Little by little we abandoned ourselves to this silence. Leaning over the handrail, we stared wide-eyed, trying to see as much sky as possible. The balcony reeled slightly, giving way under our feet, and began to float. The horizon drew closer, as if we were hurtling toward it across the night breeze.

It was above the line of the horizon that we discerned a pale reflection – it was like the sparkle of little waves on the surface of a river. Incredulous, we peered into the darkness that surged over our flying balcony. Yes, far away on the steppe there shone an expanse of water, rising, spreading the bitter cold of the great rains. The sheet seemed to be lightening steadily, with a dull, wintry glow.

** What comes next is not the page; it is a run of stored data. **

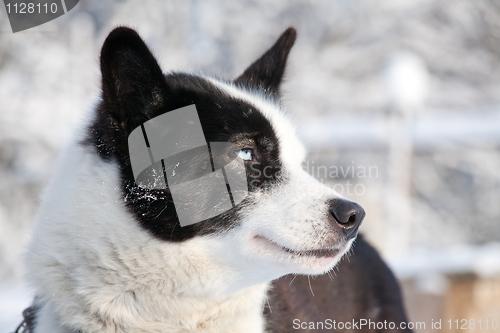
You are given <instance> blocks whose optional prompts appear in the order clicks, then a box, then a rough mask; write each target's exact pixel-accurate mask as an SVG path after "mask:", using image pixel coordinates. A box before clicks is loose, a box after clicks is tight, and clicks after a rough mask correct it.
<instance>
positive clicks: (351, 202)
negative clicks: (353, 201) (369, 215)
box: [329, 199, 366, 239]
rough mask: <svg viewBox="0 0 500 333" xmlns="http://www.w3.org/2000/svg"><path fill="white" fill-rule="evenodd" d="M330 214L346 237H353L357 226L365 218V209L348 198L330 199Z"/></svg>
mask: <svg viewBox="0 0 500 333" xmlns="http://www.w3.org/2000/svg"><path fill="white" fill-rule="evenodd" d="M329 211H330V214H331V215H332V217H333V219H334V220H335V222H336V224H338V225H339V226H340V227H341V228H342V229H344V232H345V235H346V237H347V238H348V239H349V238H353V237H355V236H356V235H357V233H358V228H359V226H360V225H361V222H363V219H364V218H365V215H366V213H365V210H364V209H363V207H361V206H360V205H358V204H357V203H355V202H352V201H348V200H342V199H340V200H337V199H336V200H332V201H331V203H330V210H329Z"/></svg>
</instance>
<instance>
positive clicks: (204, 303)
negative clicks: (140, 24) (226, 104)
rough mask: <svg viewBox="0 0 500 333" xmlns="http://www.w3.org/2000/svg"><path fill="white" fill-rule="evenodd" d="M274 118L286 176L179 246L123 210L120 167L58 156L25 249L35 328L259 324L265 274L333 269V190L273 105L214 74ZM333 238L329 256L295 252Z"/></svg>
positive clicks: (236, 325)
mask: <svg viewBox="0 0 500 333" xmlns="http://www.w3.org/2000/svg"><path fill="white" fill-rule="evenodd" d="M211 82H213V83H214V84H216V85H217V86H218V87H220V88H221V90H222V91H224V92H225V93H228V94H231V95H232V96H235V97H237V98H241V99H243V100H245V101H247V102H249V103H251V104H252V105H254V106H255V107H256V108H257V109H258V110H260V111H261V112H262V113H263V114H264V115H265V116H266V117H267V119H269V121H270V122H271V124H272V126H273V128H274V130H275V131H276V133H277V136H278V139H279V141H280V143H279V144H280V151H281V156H280V158H281V160H282V163H283V172H284V174H286V176H287V177H286V179H287V180H286V181H283V182H282V183H281V184H279V185H276V186H275V187H274V188H272V189H271V190H270V191H266V192H259V191H257V192H255V193H253V194H251V197H250V199H251V200H250V201H251V203H252V204H250V205H248V206H247V207H244V208H243V210H242V217H241V218H242V223H241V226H239V227H237V228H235V229H233V230H231V231H230V232H228V233H225V234H222V235H217V236H203V237H195V238H193V239H190V240H188V241H184V242H181V243H171V242H165V241H161V240H158V239H156V238H154V237H153V236H151V235H150V234H149V233H148V232H146V231H145V230H143V229H142V228H141V227H140V226H139V225H138V223H137V221H136V220H135V219H134V217H133V216H132V215H131V214H130V213H129V212H128V210H127V209H126V208H125V203H124V202H123V196H122V194H121V190H122V189H121V185H120V179H119V170H118V166H117V165H116V164H115V163H110V162H105V161H103V160H102V159H101V158H100V157H99V156H97V154H95V152H94V151H93V150H92V149H91V148H90V147H85V146H82V145H79V144H77V143H76V142H77V141H76V140H75V142H74V143H73V144H71V145H70V146H69V147H68V148H67V149H66V150H65V152H64V153H63V155H62V158H61V160H60V163H59V167H58V170H57V172H56V177H55V178H54V179H53V181H52V183H51V184H50V186H49V188H48V190H47V192H46V193H45V197H44V200H43V203H42V205H41V208H40V210H39V212H38V216H37V219H36V225H35V232H34V237H33V240H32V242H31V245H30V247H29V251H28V253H27V255H26V263H27V267H28V279H29V281H30V283H31V284H32V286H33V287H34V288H35V292H36V295H37V296H38V299H37V302H38V303H39V304H40V306H41V308H42V310H41V312H40V313H39V316H38V322H39V324H38V326H37V329H36V331H35V332H36V333H66V332H74V330H76V329H79V330H81V331H82V332H85V333H97V332H104V333H107V332H115V333H118V332H120V333H121V332H127V333H132V332H144V333H146V332H218V333H223V332H263V331H264V322H263V318H262V310H263V305H264V302H265V297H266V291H267V288H268V283H269V281H271V280H272V279H275V278H278V277H279V276H281V275H284V274H288V273H306V274H319V273H323V272H325V271H328V270H329V269H331V268H332V267H333V266H334V265H335V264H336V263H337V261H338V260H339V258H340V257H341V256H342V255H343V254H344V252H345V251H346V250H347V249H348V247H349V246H350V242H349V243H348V244H344V243H341V242H339V240H338V239H337V238H339V237H336V235H335V233H333V232H332V229H331V226H330V224H329V222H328V216H327V215H328V207H327V205H326V202H327V200H329V199H332V198H335V197H339V195H338V194H337V193H335V192H334V191H332V190H331V189H329V188H328V187H326V186H324V185H323V184H321V183H319V182H318V181H316V180H315V179H314V178H312V177H311V176H309V175H308V174H307V173H306V172H305V171H304V170H302V168H301V166H300V163H301V162H302V161H303V158H304V155H305V153H304V148H303V147H302V145H301V143H300V142H299V140H298V139H297V137H296V135H295V132H294V129H293V127H292V126H291V125H290V123H289V121H288V120H287V119H286V117H284V116H283V114H282V113H281V111H280V110H279V109H278V107H277V106H276V105H274V104H272V103H270V102H269V101H266V100H265V99H262V98H260V97H259V96H254V95H252V94H250V93H249V92H244V91H241V90H239V89H237V88H235V87H232V86H230V85H227V84H223V83H221V82H219V81H215V80H211ZM332 244H333V245H335V246H337V247H338V248H339V254H338V255H337V256H336V257H335V258H314V257H298V258H297V257H292V256H290V255H289V254H288V253H286V252H284V251H283V249H282V248H281V246H285V247H287V248H289V249H292V250H296V251H303V250H310V249H318V248H324V247H326V246H332Z"/></svg>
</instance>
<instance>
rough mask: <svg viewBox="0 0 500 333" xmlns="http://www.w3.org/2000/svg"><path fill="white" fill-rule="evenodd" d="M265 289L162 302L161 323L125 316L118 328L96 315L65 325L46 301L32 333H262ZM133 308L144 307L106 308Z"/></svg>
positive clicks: (138, 304)
mask: <svg viewBox="0 0 500 333" xmlns="http://www.w3.org/2000/svg"><path fill="white" fill-rule="evenodd" d="M266 290H267V286H266V285H257V286H253V287H249V288H247V289H245V290H242V291H240V292H239V293H236V294H234V295H231V296H229V297H227V298H225V299H219V300H208V299H207V300H199V299H188V298H186V299H182V300H180V299H177V300H172V299H170V300H165V302H166V303H168V306H164V307H163V308H168V312H165V313H163V316H162V317H163V318H162V319H161V321H159V320H152V319H148V314H147V313H143V314H142V316H140V317H139V316H138V317H128V318H127V321H126V322H123V323H120V324H119V325H118V324H117V323H116V322H115V321H113V320H111V319H109V320H103V319H102V318H96V317H95V316H90V317H86V318H79V319H80V323H77V322H75V321H74V320H73V323H71V324H68V323H66V324H64V323H63V320H62V319H61V318H60V316H59V315H58V314H57V312H56V310H55V309H54V307H55V306H57V305H56V304H51V301H48V302H45V303H42V304H41V306H40V307H39V309H38V311H37V314H36V326H35V327H36V330H35V332H37V333H83V332H99V333H107V332H110V333H111V332H114V333H134V332H141V333H146V332H152V333H153V332H155V333H156V332H183V333H187V332H193V333H194V332H206V333H208V332H211V333H212V332H213V333H224V332H242V333H244V332H252V333H258V332H264V328H265V323H264V319H263V315H262V312H263V302H264V301H265V295H266ZM132 306H136V307H137V308H136V310H139V309H141V308H142V309H143V310H144V304H118V303H117V304H116V308H114V309H109V311H112V312H115V311H116V312H119V311H123V313H124V314H127V315H128V314H130V312H131V310H132V309H131V307H132ZM80 324H81V325H80ZM124 324H125V325H126V326H125V325H124ZM71 326H72V327H71ZM75 327H78V328H75Z"/></svg>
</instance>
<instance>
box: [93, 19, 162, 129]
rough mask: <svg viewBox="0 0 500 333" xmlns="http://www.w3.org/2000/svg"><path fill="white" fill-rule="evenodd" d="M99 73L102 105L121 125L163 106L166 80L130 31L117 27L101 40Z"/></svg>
mask: <svg viewBox="0 0 500 333" xmlns="http://www.w3.org/2000/svg"><path fill="white" fill-rule="evenodd" d="M101 73H102V99H103V102H104V106H105V108H106V110H107V111H108V112H109V113H110V115H111V116H112V117H113V118H115V120H117V121H118V122H119V123H121V124H125V123H135V124H137V123H142V122H144V121H145V120H147V119H149V118H151V116H152V115H153V114H154V112H155V110H157V109H158V108H160V107H161V106H162V105H163V103H164V96H165V93H166V92H167V91H168V86H167V83H166V81H165V77H164V76H163V73H162V71H161V69H160V66H159V65H158V62H157V61H156V59H155V58H154V56H153V55H152V54H151V51H150V50H149V49H148V47H147V46H146V44H145V43H144V41H143V40H142V39H141V37H139V35H138V34H137V32H135V31H134V30H132V29H130V28H126V27H119V28H116V29H114V30H113V31H112V32H111V33H110V34H109V35H108V37H107V38H106V40H105V41H104V45H103V47H102V50H101ZM134 120H135V121H134Z"/></svg>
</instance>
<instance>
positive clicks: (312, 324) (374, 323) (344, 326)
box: [292, 318, 425, 331]
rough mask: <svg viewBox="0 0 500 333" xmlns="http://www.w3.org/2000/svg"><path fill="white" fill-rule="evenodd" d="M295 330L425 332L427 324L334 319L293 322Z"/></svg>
mask: <svg viewBox="0 0 500 333" xmlns="http://www.w3.org/2000/svg"><path fill="white" fill-rule="evenodd" d="M292 323H293V326H292V327H293V329H294V330H311V331H314V330H325V329H326V330H331V329H333V330H363V329H366V328H368V329H371V330H395V329H399V330H405V329H412V330H425V322H418V321H417V322H411V321H409V322H400V323H396V322H393V321H387V320H384V321H372V320H371V319H358V320H355V319H353V320H352V321H336V320H334V319H330V318H329V319H325V320H324V321H301V320H300V319H294V320H293V322H292Z"/></svg>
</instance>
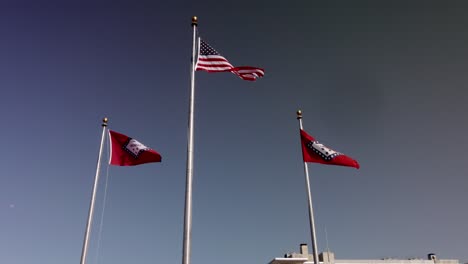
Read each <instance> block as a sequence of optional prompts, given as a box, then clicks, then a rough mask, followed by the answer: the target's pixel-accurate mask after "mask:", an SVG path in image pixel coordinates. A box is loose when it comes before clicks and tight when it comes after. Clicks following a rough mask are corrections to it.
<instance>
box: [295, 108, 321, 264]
mask: <svg viewBox="0 0 468 264" xmlns="http://www.w3.org/2000/svg"><path fill="white" fill-rule="evenodd" d="M297 120H299V128H300V129H301V130H302V129H303V128H302V111H301V110H297ZM304 175H305V179H306V187H307V197H308V202H309V223H310V236H311V240H312V250H313V254H314V263H315V264H318V263H319V259H318V251H317V239H316V237H315V222H314V208H313V207H312V194H311V192H310V180H309V168H308V167H307V162H305V161H304Z"/></svg>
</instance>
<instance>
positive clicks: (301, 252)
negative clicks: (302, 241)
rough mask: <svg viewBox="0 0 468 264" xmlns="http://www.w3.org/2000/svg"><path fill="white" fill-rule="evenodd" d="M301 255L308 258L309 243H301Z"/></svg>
mask: <svg viewBox="0 0 468 264" xmlns="http://www.w3.org/2000/svg"><path fill="white" fill-rule="evenodd" d="M301 255H302V256H304V257H306V258H308V257H309V250H308V249H307V244H301Z"/></svg>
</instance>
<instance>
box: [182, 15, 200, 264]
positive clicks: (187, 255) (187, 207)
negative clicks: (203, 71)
mask: <svg viewBox="0 0 468 264" xmlns="http://www.w3.org/2000/svg"><path fill="white" fill-rule="evenodd" d="M197 24H198V19H197V17H196V16H194V17H192V28H193V47H192V69H191V70H192V71H191V82H190V106H189V122H188V144H187V178H186V185H185V217H184V249H183V255H182V264H190V242H191V236H192V178H193V113H194V104H195V62H196V61H195V59H196V58H195V56H196V53H195V52H196V38H197Z"/></svg>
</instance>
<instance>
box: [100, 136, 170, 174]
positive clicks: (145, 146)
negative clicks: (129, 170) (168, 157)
mask: <svg viewBox="0 0 468 264" xmlns="http://www.w3.org/2000/svg"><path fill="white" fill-rule="evenodd" d="M109 140H110V145H111V150H110V153H111V154H110V155H111V157H110V160H109V164H111V165H116V166H134V165H139V164H143V163H149V162H161V155H159V153H157V152H156V151H154V150H152V149H150V148H148V147H147V146H145V145H143V144H142V143H141V142H139V141H137V140H136V139H133V138H130V137H128V136H126V135H124V134H120V133H117V132H115V131H112V130H109Z"/></svg>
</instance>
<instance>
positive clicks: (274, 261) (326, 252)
mask: <svg viewBox="0 0 468 264" xmlns="http://www.w3.org/2000/svg"><path fill="white" fill-rule="evenodd" d="M319 262H320V263H323V264H459V261H458V260H456V259H438V258H437V256H436V255H435V254H432V253H431V254H428V255H427V259H393V258H385V259H353V260H351V259H335V254H334V253H333V252H330V251H326V252H322V253H320V254H319ZM313 263H314V257H313V255H312V254H309V251H308V249H307V244H301V246H300V253H288V254H285V255H284V257H283V258H274V259H273V260H272V261H270V263H269V264H313Z"/></svg>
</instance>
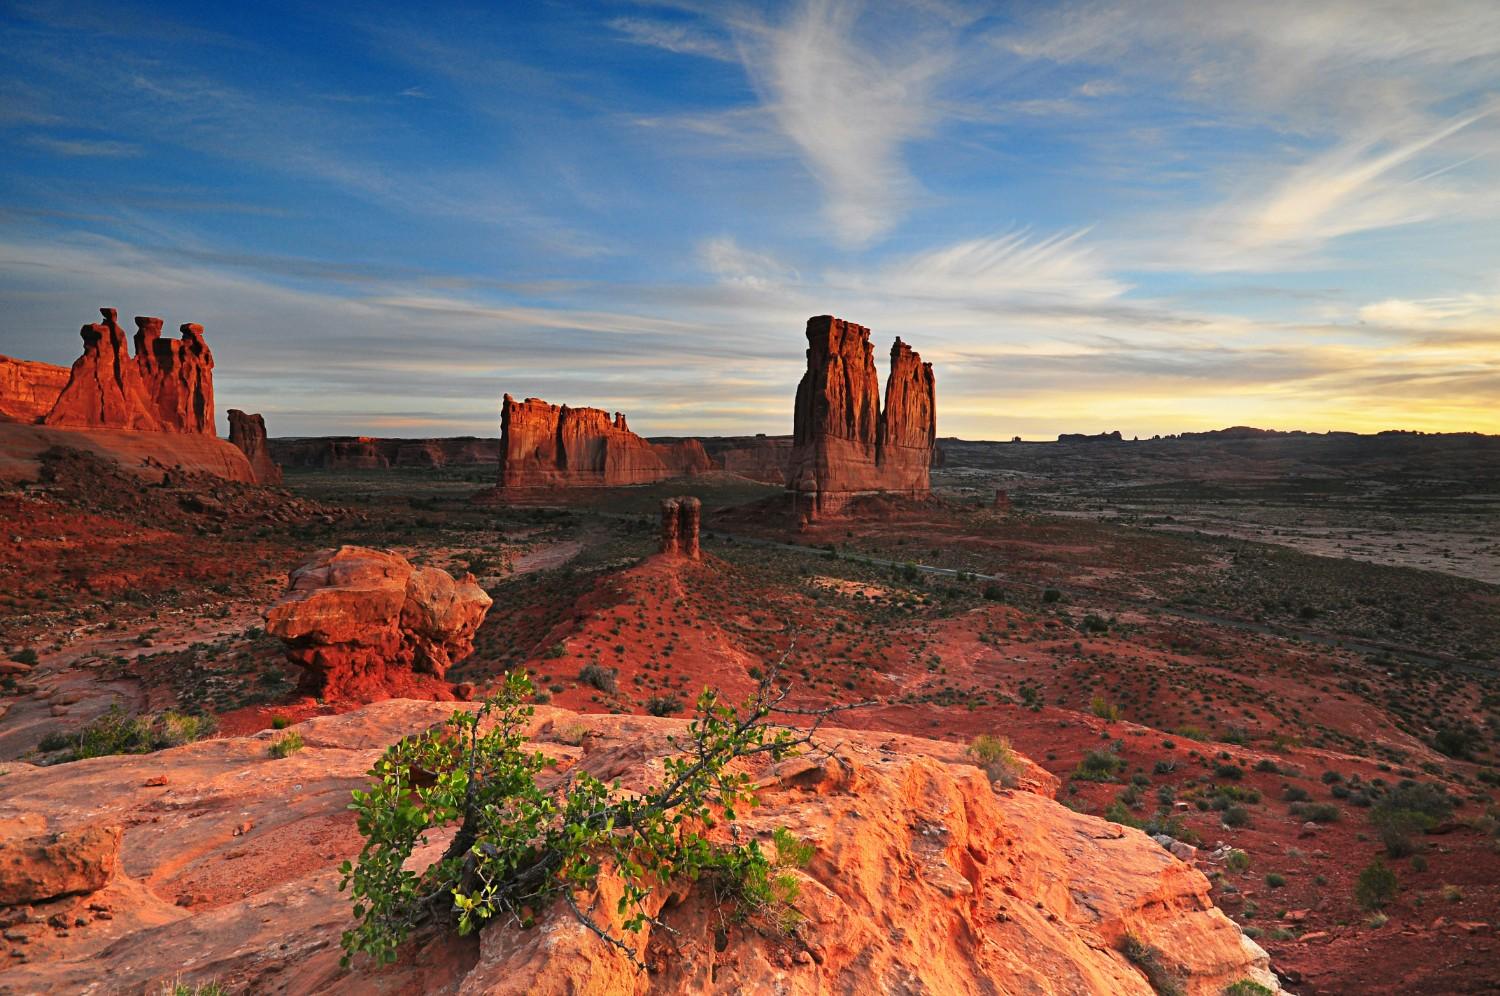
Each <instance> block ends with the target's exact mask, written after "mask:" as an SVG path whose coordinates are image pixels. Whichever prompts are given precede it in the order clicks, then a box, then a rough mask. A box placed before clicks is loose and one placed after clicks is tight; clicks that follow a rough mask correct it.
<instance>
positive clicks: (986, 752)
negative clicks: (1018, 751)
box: [969, 733, 1026, 789]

Now we saw emerging from this fantastic tide the black masses of apartment blocks, the spires of cathedrals, the posts of street lamps – a city! Gigantic, harmonious despite the waters that flooded its avenues, a ghost city was emerging before our eyes…

Suddenly we realized that someone had been talking to us for quite a while. Our grandmother was talking to us!

"At that time I must have been almost your age; it was the winter of 1910. The Seine had turned into a real sea. The people of Paris traveled round by boat. The streets were like rivers; the squares, like great lakes. And what astonished me most was the silence…"

On our balcony we heard the sleepy silence of flooded Paris. The lapping of a few waves when a boat went by, a muffled voice at the end of a drowned avenue.